According to research information on the Tech Trek website, techtrek-wa.aauw.net, only 12 percent of engineers are women, and the number of women in computing has decreased from 35 percent in 1990 to 26 percent in 2015. Programs like Tech Trek place an emphasis on girls to promote more of a balance of the sexes in STEM careers.

"I think it's important because we need women in more of these professions. They're concentrated in service and education," Young said. "We need to get them into professions that have more authority and need more education and we need them to be in all segments of society so it's not men who are making most of the decisions.

"You put women at the table with their ideas and it shifts the perspective."

Lauren, who wants to be a math and science teacher when she grows up, agrees that females need more of a presence in these occupations.

"I think that women should be able to be engineers and scientists and all those things," she said. "People need to understand that women can do those things, too."
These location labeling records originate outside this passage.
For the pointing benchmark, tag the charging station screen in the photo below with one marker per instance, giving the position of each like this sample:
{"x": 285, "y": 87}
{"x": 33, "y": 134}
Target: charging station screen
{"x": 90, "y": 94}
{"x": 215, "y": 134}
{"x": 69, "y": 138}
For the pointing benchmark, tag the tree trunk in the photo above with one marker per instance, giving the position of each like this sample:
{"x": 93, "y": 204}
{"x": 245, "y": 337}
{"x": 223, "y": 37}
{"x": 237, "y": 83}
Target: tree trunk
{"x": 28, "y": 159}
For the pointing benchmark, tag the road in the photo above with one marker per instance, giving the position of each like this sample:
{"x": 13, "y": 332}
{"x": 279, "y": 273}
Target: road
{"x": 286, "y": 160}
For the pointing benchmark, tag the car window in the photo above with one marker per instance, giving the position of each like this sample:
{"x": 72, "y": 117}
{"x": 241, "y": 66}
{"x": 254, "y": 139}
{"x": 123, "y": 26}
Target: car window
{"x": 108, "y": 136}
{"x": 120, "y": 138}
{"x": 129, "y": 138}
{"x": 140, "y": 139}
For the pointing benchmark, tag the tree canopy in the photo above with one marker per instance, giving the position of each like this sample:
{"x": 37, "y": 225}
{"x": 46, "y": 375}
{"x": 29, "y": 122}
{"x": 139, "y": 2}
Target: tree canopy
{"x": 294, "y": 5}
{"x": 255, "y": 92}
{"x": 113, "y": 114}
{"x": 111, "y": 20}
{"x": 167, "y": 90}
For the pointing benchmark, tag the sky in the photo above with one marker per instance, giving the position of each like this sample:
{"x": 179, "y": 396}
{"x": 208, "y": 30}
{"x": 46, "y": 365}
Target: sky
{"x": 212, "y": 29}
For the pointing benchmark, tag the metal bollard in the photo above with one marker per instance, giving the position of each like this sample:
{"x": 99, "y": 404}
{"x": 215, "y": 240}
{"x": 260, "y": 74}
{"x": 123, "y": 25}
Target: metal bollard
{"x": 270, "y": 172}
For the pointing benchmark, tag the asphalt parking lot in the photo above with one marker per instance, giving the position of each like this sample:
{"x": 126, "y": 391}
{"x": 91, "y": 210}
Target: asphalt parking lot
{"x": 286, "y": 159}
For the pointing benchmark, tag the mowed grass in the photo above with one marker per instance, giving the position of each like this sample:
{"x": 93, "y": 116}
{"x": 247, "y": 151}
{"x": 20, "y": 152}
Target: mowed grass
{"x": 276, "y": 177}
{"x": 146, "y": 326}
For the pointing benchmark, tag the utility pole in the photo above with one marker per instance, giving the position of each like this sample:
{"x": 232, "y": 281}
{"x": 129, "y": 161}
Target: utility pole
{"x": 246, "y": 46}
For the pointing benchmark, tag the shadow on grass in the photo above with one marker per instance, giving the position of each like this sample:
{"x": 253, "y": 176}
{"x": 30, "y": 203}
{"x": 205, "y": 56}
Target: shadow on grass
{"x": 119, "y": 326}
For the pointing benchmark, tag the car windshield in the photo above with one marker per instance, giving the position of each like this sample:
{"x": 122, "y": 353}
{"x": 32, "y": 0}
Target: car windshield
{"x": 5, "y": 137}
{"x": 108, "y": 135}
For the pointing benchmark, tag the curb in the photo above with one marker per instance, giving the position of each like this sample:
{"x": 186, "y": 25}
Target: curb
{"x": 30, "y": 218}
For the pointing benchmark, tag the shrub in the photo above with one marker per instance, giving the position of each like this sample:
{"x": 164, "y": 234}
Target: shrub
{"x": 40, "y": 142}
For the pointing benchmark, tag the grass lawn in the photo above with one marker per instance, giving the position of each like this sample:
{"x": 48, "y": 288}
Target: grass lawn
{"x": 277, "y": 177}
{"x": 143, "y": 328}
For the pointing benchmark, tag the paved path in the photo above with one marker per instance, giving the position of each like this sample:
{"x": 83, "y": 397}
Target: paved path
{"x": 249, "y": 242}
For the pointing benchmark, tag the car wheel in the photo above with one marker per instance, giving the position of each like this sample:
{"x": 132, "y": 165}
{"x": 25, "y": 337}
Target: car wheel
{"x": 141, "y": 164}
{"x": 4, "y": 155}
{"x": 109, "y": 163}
Young explained that Tech Trek started 15 years ago when AAUW of California member Marie Wolbach was the only female in her physics class and realized a change needed to happen when her daughter went to college and was the only female in her physics class years later.

Tech Trek has since expanded to several camps in California and went national in 2013. It now takes place in Florida, New Jersey, Iowa, New Mexico, Ohio and Oregon. The Washington camps are held at EWU and Pacific Lutheran University in Tacoma.

Participation is by selection. Program coordinators target schools that have a high (50 percent or more) free or reduced lunch population, and the girls don't have to be straight-A students to have this opportunity. Young said it's for girls who show incentive, good decision-making and have been referred by one of their teachers. It's also only $50 per camper; the AAUW covers $1,000 of the $1,050 cost.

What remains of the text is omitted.